Slowly, deliberately, he straightened. The blood-blade dissolved into mist as his hands clenched at his sides. The air around him **compressed**, pressure building until even the Apostles' wings shuddered beneath it.

"…You keep going for my son," Kaelen said.

His voice wasn't loud.

That made it worse.

"You circle him. You lunge past me. You strike when my back is turned—"

His eyes narrowed, crimson burning brighter.

"—like I'm not even here."

One Apostle shifted, light flaring instinctively, wings spreading wider in defiance.

Kaelen's lip curled.

A low laugh escaped him—not amused.

Wounded pride turning into wrath.

"Is that it?" he asked softly. "Have I fallen so low that the Goddess' **puppets** don't even bother to look at me anymore?"

The sky **groaned**.

Crimson mana thickened, turning almost liquid, spilling from him in heavy curtains that stained the clouds blood-red. Lightning drowned in it. Light warped as though submerged.

Kaelen's pupils shrank to slits.

Fangs slid free.

Long.

Sharp.

Ancient.

His aura **detonated**.

Wind vanished.

Clouds shredded.

The horizon bent inward as though the world itself braced.

"I bled for centuries!" Kaelen roared, his voice tearing through heaven and earth alike.

"I endured your hunts, your crusades, your so-called judgments!"

His wings—formed of pure blood-mana—**unfurled**, vast and monstrous, blotting out the sun as they snapped open with a thunderous crack.

"And now," he snarled, gaze snapping downward toward the Lux Invicta—toward Draven—

"you dare reach past me…"

His voice dropped.

"…to touch **my family**."

The Apostles faltered.

Just a fraction.

Enough.

Kaelen's roar split the sky.

"**TODAY—YOU REMEMBER MY NAME.**"

Crimson mana erupted, drowning the heavens in red. Even airships miles away buckled beneath the pressure.

"This ends now," he growled.

"No more restraint."

His eyes burned like slaughter given form.

"Today… I remind the world why it learned to fear the Vampire King."

And then—

Kaelen moved.

Not as a blur.

As a **calamity unleashed**.

---

Behind the prow of the airships, Draven **reeled his fist back again**.

This time—

It was different.

The dark red mana no longer drifted lazily. It **answered**.

Every thread.

Every strand.

Every drop.

All of it snapped inward, spiraling toward his arm like a tide reversing at once.

The air screamed.

Gravity warped.

Across all command decks, alarms detonated into shrill chaos.

"Mana convergence detected—!"

"Barrier load spiking—reinforce, reinforce NOW!"

"Saint-core output at maximum—runes overheating!"

Priests collapsed, blood spilling from noses and ears as they poured everything into the wards. Engineers screamed orders, rerouting power, burning out secondary systems just to keep the barrier alive.

Theron's expression finally **changed**.

Not fear.

Calculation breaking under reality.

Draven's fist was no longer a hand.

It was a **singularity**.

Space dimpled inward.

Light bent.

Sound died.

Even the Apostles felt it—a pull like the world preparing to tear itself open.

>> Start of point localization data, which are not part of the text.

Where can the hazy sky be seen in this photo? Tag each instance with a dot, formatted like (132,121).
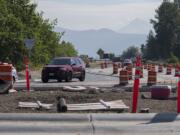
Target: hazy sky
(95,14)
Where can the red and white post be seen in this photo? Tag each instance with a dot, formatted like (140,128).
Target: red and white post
(26,61)
(178,101)
(136,84)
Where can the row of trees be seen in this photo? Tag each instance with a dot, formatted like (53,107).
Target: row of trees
(19,21)
(164,42)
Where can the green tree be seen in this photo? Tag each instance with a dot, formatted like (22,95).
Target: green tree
(165,26)
(20,20)
(100,52)
(151,50)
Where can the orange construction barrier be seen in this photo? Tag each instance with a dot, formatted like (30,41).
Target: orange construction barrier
(141,72)
(115,68)
(169,69)
(153,67)
(177,71)
(105,65)
(149,67)
(160,68)
(6,73)
(102,66)
(119,65)
(145,66)
(123,77)
(130,70)
(152,78)
(6,77)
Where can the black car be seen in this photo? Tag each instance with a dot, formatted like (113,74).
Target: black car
(64,68)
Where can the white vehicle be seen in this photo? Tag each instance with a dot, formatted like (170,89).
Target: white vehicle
(14,74)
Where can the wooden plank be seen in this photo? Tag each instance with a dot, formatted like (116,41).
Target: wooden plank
(34,105)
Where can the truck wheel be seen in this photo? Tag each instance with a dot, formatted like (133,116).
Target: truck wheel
(44,78)
(82,77)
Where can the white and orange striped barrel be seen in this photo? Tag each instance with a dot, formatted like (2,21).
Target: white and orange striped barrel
(6,73)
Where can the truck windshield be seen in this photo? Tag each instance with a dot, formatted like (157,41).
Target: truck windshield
(60,62)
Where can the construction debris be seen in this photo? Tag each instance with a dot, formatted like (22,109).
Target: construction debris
(74,89)
(117,105)
(36,104)
(61,105)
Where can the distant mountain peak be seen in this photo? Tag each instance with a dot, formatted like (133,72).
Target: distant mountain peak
(89,41)
(137,26)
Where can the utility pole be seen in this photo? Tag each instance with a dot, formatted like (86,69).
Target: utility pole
(177,2)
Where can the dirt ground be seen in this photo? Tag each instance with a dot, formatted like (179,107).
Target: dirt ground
(9,102)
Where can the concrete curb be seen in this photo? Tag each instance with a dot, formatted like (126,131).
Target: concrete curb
(45,117)
(161,117)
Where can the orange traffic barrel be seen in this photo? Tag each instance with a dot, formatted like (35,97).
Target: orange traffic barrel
(130,70)
(141,73)
(176,72)
(160,68)
(152,78)
(153,67)
(145,66)
(123,77)
(149,67)
(115,68)
(169,70)
(119,65)
(102,65)
(6,79)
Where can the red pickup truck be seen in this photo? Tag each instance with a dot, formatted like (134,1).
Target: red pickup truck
(64,68)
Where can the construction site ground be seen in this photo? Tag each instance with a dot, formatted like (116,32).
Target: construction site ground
(9,102)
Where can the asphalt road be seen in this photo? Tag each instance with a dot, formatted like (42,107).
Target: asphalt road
(89,124)
(91,80)
(96,77)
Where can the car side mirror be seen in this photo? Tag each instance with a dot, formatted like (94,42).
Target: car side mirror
(73,64)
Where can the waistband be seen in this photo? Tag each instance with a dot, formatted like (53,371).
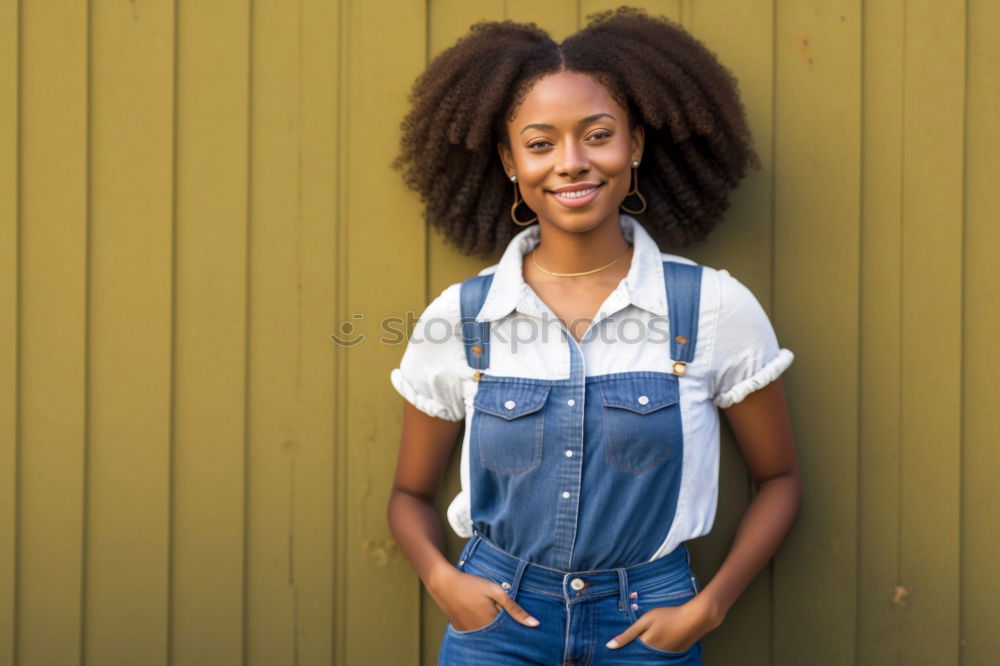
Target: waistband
(571,585)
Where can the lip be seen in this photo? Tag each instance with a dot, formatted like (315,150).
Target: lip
(576,202)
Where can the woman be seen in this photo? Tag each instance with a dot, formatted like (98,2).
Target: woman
(589,373)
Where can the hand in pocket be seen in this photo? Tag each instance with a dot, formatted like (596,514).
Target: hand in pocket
(471,602)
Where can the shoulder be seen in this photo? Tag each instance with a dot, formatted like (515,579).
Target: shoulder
(448,303)
(723,294)
(713,280)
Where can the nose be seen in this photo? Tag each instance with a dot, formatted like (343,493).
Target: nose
(572,160)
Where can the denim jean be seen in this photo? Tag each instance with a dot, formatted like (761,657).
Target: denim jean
(578,611)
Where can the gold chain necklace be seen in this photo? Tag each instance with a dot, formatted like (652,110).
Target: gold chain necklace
(627,248)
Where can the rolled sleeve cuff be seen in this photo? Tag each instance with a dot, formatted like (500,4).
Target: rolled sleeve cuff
(759,379)
(458,515)
(422,402)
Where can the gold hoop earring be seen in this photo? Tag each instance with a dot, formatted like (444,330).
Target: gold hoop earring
(517,201)
(635,191)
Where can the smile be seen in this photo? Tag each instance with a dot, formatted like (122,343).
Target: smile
(578,198)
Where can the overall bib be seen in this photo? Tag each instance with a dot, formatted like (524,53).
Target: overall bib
(574,485)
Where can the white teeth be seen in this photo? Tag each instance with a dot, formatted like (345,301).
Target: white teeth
(575,195)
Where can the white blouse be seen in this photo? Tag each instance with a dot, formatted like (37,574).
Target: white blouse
(737,353)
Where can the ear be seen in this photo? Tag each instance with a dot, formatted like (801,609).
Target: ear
(507,159)
(638,141)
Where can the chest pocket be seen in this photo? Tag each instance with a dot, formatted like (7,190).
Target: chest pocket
(508,425)
(642,420)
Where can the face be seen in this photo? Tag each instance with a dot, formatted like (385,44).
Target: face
(572,152)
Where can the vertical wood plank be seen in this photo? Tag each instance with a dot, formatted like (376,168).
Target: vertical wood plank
(879,610)
(741,35)
(291,246)
(207,550)
(52,350)
(672,9)
(979,639)
(130,334)
(560,18)
(317,272)
(934,56)
(817,203)
(383,594)
(10,63)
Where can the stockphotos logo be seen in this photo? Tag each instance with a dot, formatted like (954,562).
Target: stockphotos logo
(515,330)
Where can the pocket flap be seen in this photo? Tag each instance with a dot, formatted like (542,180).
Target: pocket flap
(640,393)
(510,400)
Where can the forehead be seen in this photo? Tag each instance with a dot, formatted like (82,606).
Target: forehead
(565,95)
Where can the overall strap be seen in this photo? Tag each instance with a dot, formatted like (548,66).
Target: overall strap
(475,335)
(683,288)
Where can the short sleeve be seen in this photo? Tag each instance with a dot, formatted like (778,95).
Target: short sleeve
(746,355)
(430,372)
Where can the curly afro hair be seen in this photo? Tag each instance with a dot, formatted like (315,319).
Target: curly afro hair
(697,143)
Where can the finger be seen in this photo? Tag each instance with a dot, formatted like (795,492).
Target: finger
(629,634)
(515,611)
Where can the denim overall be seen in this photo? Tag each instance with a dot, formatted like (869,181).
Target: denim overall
(574,486)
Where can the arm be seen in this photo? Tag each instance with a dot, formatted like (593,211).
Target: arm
(764,434)
(423,456)
(467,600)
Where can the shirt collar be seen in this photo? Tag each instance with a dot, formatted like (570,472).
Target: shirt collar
(643,285)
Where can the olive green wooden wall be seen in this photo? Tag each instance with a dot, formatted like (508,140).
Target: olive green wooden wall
(195,196)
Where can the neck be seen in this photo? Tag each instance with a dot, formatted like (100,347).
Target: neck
(562,251)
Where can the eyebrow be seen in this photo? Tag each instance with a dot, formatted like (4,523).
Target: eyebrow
(583,121)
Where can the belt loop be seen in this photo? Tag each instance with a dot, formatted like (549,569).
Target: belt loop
(476,538)
(623,588)
(514,584)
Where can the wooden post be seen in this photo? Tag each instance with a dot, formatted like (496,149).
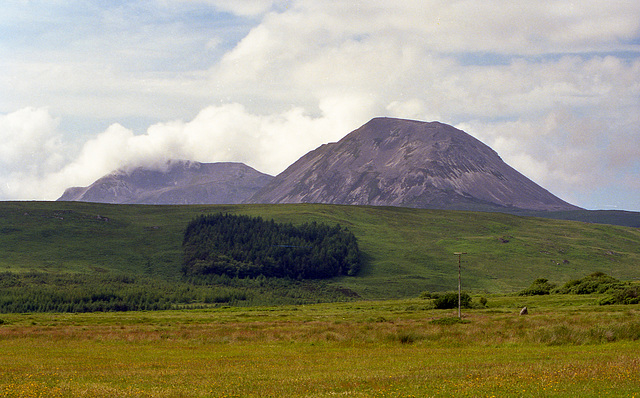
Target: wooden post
(459,254)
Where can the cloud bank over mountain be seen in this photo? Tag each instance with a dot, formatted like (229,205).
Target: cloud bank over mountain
(552,86)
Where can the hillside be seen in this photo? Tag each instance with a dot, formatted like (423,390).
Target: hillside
(407,251)
(175,182)
(408,163)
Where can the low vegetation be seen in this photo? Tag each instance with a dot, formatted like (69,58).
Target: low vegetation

Bloody tears fell from Draven's eyes, evaporating before they could reach his knuckles.

Then—

His arm came down.

**BOOM.**

The shockwave didn't just slam forward.

It **ripped** through the air.

A concussive wall of force detonated against the Lux Invicta's barrier like a god's hammer. The sky folded. Clouds disintegrated. The airships were hurled backward, massive hulls screaming as stabilizers overloaded.

The barrier flared blinding white.

For a heartbeat—

It **held**.

Then—

**CRACK.**

A fracture spiderwebbed across the barrier's surface.

Silence fell.

Then another crack.

And another.

Hairline fractures raced across the holy shield like shattered glass under pressure.

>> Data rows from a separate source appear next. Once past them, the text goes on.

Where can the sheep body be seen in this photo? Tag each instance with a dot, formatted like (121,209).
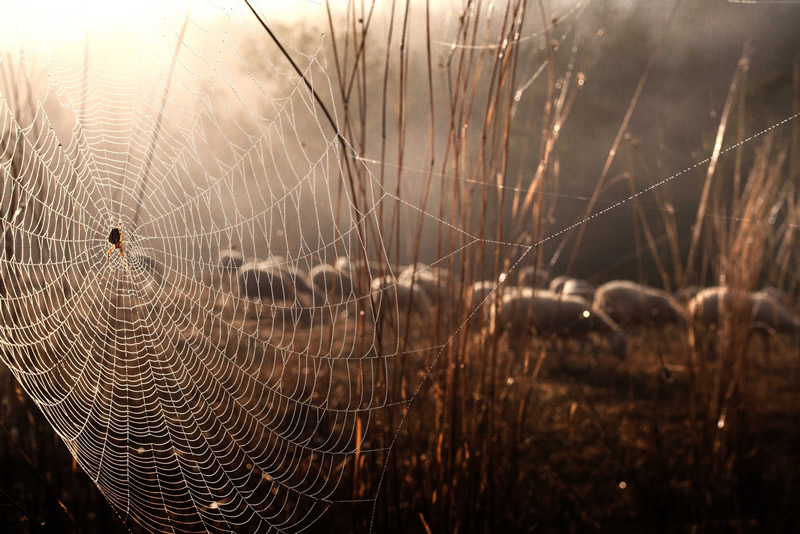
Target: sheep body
(433,281)
(629,303)
(389,292)
(572,286)
(547,312)
(230,259)
(761,311)
(331,280)
(264,279)
(531,276)
(685,294)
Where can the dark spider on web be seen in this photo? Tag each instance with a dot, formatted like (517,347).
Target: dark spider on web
(115,238)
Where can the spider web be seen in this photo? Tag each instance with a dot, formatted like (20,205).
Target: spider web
(196,396)
(204,382)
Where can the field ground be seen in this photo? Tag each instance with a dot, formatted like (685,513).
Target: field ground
(575,445)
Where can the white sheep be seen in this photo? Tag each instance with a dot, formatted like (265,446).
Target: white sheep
(230,259)
(264,279)
(331,280)
(531,276)
(568,285)
(435,282)
(579,288)
(342,264)
(629,303)
(566,316)
(685,294)
(389,293)
(475,298)
(760,312)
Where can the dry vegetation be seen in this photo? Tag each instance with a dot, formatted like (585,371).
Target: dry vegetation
(517,435)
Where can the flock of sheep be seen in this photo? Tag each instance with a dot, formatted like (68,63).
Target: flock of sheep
(563,308)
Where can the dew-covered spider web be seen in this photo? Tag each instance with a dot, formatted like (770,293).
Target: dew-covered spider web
(242,358)
(195,372)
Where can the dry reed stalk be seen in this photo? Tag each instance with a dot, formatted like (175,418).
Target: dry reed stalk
(742,66)
(620,133)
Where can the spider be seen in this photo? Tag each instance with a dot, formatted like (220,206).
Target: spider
(115,238)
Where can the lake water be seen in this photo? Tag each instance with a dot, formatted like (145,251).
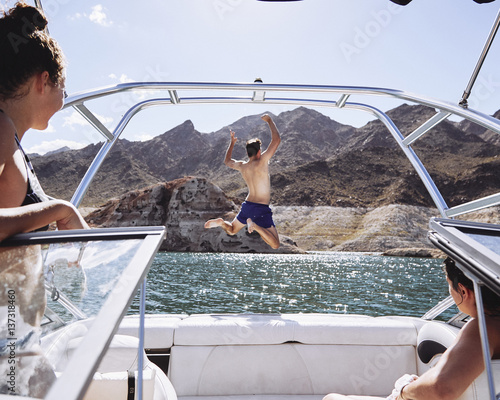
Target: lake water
(321,282)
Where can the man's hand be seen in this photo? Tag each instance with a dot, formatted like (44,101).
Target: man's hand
(70,218)
(234,139)
(266,118)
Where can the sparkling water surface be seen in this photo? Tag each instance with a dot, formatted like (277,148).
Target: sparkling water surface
(320,282)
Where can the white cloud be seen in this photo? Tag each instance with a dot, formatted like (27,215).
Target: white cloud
(99,16)
(122,79)
(46,147)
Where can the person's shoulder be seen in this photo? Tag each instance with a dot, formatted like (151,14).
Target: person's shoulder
(7,132)
(6,125)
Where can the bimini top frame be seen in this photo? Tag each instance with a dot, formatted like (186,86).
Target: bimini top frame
(299,95)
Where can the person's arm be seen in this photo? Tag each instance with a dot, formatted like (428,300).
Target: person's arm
(275,138)
(34,216)
(458,367)
(229,153)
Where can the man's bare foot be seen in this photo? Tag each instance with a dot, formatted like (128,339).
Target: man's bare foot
(214,223)
(251,225)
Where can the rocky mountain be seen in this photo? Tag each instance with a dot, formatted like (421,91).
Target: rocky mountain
(320,161)
(183,206)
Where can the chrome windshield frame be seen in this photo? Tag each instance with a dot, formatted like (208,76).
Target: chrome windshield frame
(78,374)
(310,96)
(478,263)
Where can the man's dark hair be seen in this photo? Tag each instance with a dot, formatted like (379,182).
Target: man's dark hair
(253,147)
(491,301)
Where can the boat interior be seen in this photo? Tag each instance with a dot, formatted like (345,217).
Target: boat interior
(96,351)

"Barrier integrity failing—!"

"Cracks multiplying—forty percent—thirty—!"

"We're losing containment—!"

Golden runes flickered violently, some burning out entirely. A priest screamed as backlash tore through him, collapsing lifeless onto the deck.

Draven didn't move.

He stood there, fist lowered now, head bowed, shoulders trembling—not with exhaustion, but with **something building**.

The cracks continued to spread.

The Lux Invicta—pride of the Empire, blessed by gods, shielded by saints—**creaked** like a dying beast.

And everyone watching understood the same truth:

The barrier hadn't stopped him.

It had only **bought time**.

And Draven was already pulling his fist back again.